I have a few theories about that. First, I think was a point in the 1980’s when there wasn’t much innovation happening at the mills. Wool had been the workhorse fabric for contract textiles for two or three decades. Mills were complacent and designers bored. Production of apparel fabrics which had been the bread and butter of the wool mills, was moving off shore and they were losing their financial stability and resources to innovate. Eventually the whole industry collapsed. Maybe 2-3 woolen mills remained in the country after dozens closed during the last century. In their place, mills not dependent on wool yarns hit a creative spurt and were floating new ideas across the design community, trying cotton and rayon yarns to make more refined looking designs with yarns that allowed additional pattern and styling options. Jhane Barnes blasted the doors open with ground breaking collections for Knoll in the 1980’s. Her use of novelty yarns made everyone sit up, take notice and begin to push the envelope. At the same time Sina Pearson, with Unika Vaev in those days, was exploring using traditional tapestry constructions, typically woven with cotton yarns, in unconventional and inspiring ways. Would these ‘new’ fibers perform in contract and corporate use? Well, of course they did, when used in carefully constructed fabrics, and suddenly the design community had a huge new palette of yarns, fibers, constructions, and patterns to work with. That exuberance of experimentation and exploration continues still.

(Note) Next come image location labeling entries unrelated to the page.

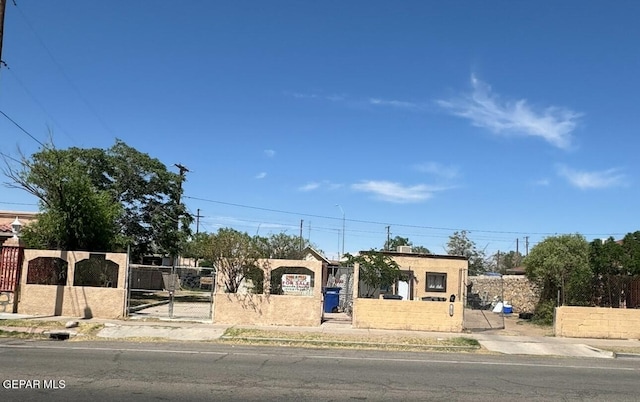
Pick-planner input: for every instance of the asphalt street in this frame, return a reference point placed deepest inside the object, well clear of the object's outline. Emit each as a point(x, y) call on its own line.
point(101, 371)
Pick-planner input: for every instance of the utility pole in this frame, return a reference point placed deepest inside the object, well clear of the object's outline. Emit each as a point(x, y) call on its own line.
point(301, 242)
point(388, 237)
point(3, 4)
point(198, 216)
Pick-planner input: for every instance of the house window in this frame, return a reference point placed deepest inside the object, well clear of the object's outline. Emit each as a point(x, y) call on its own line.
point(436, 282)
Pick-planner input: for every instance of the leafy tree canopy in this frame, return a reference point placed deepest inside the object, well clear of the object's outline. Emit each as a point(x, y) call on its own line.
point(234, 255)
point(97, 199)
point(377, 270)
point(561, 263)
point(393, 244)
point(460, 244)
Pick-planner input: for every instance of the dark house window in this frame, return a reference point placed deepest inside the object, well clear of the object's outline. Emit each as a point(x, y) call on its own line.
point(436, 282)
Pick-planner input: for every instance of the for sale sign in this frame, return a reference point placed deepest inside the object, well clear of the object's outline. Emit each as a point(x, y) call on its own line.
point(296, 284)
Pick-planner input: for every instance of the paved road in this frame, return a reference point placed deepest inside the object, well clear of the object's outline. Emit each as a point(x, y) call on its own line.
point(108, 371)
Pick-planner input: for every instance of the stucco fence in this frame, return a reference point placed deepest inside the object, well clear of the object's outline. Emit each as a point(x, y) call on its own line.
point(59, 296)
point(413, 315)
point(597, 322)
point(288, 309)
point(522, 294)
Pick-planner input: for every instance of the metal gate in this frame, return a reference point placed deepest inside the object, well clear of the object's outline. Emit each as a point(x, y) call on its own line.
point(484, 303)
point(162, 292)
point(342, 277)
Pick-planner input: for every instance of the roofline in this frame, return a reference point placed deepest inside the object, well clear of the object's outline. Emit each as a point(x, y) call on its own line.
point(420, 255)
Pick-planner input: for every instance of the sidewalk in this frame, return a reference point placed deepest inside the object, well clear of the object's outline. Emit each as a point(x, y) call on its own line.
point(495, 340)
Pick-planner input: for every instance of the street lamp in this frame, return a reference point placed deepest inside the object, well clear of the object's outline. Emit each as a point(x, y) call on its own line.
point(15, 227)
point(343, 224)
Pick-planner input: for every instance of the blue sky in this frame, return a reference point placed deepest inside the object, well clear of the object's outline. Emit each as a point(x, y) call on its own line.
point(508, 119)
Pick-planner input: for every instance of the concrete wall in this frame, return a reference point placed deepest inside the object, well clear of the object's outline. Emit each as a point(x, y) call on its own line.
point(72, 301)
point(251, 309)
point(597, 322)
point(521, 293)
point(267, 309)
point(407, 315)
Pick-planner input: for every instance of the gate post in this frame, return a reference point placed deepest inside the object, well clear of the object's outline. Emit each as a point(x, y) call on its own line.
point(10, 269)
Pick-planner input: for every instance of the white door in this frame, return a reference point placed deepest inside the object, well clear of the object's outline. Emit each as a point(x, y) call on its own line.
point(403, 289)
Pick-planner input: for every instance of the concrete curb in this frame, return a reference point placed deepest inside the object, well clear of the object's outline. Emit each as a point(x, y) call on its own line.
point(348, 343)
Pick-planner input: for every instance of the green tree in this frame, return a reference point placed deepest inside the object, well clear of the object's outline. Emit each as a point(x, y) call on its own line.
point(606, 260)
point(460, 244)
point(506, 261)
point(103, 200)
point(282, 246)
point(393, 244)
point(377, 270)
point(235, 256)
point(631, 253)
point(559, 265)
point(74, 215)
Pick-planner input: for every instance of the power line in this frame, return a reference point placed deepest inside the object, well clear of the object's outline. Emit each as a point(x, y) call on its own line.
point(23, 130)
point(383, 223)
point(63, 73)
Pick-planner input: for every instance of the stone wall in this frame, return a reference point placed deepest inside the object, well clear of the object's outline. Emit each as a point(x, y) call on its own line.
point(516, 289)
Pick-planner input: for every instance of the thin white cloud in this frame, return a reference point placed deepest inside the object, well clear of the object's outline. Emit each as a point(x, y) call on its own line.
point(542, 182)
point(394, 103)
point(325, 184)
point(395, 192)
point(438, 169)
point(485, 109)
point(309, 186)
point(592, 180)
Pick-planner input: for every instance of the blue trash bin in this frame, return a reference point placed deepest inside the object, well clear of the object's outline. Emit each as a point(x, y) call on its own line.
point(331, 299)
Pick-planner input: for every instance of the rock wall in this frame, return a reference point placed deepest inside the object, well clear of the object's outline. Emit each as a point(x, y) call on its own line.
point(516, 289)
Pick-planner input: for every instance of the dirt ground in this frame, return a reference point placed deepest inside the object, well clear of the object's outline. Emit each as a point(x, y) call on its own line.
point(516, 327)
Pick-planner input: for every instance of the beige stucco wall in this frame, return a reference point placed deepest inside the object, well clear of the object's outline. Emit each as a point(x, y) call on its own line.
point(455, 268)
point(412, 315)
point(266, 309)
point(251, 309)
point(597, 322)
point(72, 301)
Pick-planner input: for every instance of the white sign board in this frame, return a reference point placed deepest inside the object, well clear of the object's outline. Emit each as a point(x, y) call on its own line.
point(296, 284)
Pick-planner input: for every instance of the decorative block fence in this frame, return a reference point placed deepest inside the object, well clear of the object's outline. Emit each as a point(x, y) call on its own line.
point(72, 283)
point(597, 322)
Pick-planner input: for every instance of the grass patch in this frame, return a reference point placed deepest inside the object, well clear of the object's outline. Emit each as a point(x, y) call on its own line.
point(622, 349)
point(324, 340)
point(21, 335)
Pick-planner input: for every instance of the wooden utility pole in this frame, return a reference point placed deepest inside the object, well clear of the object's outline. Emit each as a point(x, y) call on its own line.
point(198, 221)
point(3, 4)
point(388, 238)
point(301, 241)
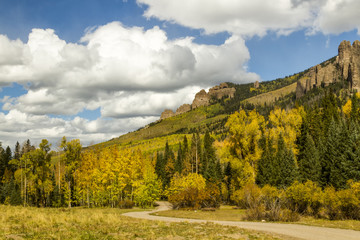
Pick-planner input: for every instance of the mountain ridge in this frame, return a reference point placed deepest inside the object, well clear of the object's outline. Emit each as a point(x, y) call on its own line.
point(210, 110)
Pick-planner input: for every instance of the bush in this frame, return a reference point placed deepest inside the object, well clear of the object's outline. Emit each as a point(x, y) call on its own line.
point(248, 197)
point(126, 204)
point(304, 198)
point(192, 192)
point(331, 204)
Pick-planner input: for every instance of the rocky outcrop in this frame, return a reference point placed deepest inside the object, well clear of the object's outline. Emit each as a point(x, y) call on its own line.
point(221, 91)
point(183, 109)
point(344, 67)
point(166, 114)
point(202, 98)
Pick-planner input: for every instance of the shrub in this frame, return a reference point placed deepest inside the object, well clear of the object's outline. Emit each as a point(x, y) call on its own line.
point(350, 201)
point(331, 203)
point(304, 198)
point(126, 204)
point(248, 197)
point(191, 191)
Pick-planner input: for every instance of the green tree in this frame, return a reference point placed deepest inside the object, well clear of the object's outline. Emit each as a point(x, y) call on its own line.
point(72, 153)
point(309, 161)
point(285, 164)
point(179, 164)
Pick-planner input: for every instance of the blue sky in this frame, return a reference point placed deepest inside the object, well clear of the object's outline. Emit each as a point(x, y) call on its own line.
point(94, 69)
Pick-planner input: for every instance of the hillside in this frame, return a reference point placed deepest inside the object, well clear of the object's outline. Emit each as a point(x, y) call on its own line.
point(212, 109)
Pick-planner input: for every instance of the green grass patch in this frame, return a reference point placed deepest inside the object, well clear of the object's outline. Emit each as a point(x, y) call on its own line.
point(227, 213)
point(105, 223)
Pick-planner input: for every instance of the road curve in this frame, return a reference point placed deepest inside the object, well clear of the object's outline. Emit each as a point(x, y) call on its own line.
point(291, 230)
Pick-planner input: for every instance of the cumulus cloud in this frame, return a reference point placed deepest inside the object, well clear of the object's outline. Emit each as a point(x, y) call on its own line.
point(244, 18)
point(258, 17)
point(115, 67)
point(337, 16)
point(19, 126)
point(130, 73)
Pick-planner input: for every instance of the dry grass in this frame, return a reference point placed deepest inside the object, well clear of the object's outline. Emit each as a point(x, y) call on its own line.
point(226, 213)
point(270, 97)
point(81, 223)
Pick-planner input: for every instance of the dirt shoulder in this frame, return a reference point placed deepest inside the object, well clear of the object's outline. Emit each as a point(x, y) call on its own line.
point(291, 230)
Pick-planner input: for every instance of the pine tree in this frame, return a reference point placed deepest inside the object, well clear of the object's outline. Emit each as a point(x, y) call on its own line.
point(195, 153)
point(354, 114)
point(352, 153)
point(210, 168)
point(285, 164)
point(267, 170)
point(309, 161)
point(334, 156)
point(179, 160)
point(227, 179)
point(160, 168)
point(169, 161)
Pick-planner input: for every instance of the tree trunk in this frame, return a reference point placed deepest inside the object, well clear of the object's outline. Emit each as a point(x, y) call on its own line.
point(69, 186)
point(88, 198)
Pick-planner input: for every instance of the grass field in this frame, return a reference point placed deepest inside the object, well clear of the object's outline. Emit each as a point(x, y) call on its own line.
point(226, 213)
point(81, 223)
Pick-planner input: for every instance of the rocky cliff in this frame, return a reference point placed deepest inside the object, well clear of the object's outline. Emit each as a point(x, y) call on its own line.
point(202, 98)
point(344, 67)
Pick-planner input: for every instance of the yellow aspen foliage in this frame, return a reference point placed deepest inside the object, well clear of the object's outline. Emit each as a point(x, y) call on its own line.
point(242, 147)
point(287, 123)
point(347, 108)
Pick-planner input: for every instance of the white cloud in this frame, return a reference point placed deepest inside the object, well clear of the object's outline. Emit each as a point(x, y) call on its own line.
point(258, 17)
point(239, 17)
point(19, 126)
point(338, 16)
point(130, 73)
point(112, 63)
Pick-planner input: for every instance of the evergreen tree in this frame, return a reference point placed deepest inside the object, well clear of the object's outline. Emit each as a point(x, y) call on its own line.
point(285, 164)
point(210, 168)
point(160, 168)
point(334, 157)
point(352, 164)
point(195, 153)
point(354, 114)
point(17, 151)
point(179, 160)
point(267, 172)
point(227, 180)
point(309, 161)
point(169, 160)
point(3, 162)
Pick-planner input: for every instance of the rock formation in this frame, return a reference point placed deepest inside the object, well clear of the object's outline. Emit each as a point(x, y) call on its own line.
point(345, 66)
point(183, 109)
point(166, 114)
point(221, 91)
point(202, 98)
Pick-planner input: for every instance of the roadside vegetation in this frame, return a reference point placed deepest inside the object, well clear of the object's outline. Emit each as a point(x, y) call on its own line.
point(105, 223)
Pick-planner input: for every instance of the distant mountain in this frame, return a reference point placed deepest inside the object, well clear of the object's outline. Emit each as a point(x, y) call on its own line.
point(210, 110)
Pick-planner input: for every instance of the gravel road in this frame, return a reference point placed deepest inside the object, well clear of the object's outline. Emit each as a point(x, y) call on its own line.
point(291, 230)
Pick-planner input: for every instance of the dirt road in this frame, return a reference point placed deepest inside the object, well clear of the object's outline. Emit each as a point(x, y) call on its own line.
point(291, 230)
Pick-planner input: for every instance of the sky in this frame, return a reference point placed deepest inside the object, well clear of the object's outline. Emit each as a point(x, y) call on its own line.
point(97, 69)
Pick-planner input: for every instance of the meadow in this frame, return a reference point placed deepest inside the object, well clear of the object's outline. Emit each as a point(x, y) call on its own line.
point(105, 223)
point(227, 213)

Innovation eventually returned to the wool industry, as well as an interest in the heavy textures popular in the 1970’s. A surging enthusiasm for mid-century modern design and styles has brought with it a desire for simpler fabrics, clean, clear color and rich texture. Wool meets those requirements perfectly. Forward-looking companies like Buzzispace are inventing new ways to work with wool almost daily it seems and Etsy offers many options for products designed with wool in mind on the craft, home furnishings and accessories side. It looks like wool is here to stay for a while and beyond my selfish interest (I represent 2 mills who produce wool fabrics), I am delighted this magical, versatile and sustainably produced, authentic textile is enjoying the spotlight again.
So much more to say about wool and be assured, I will be saying it soon.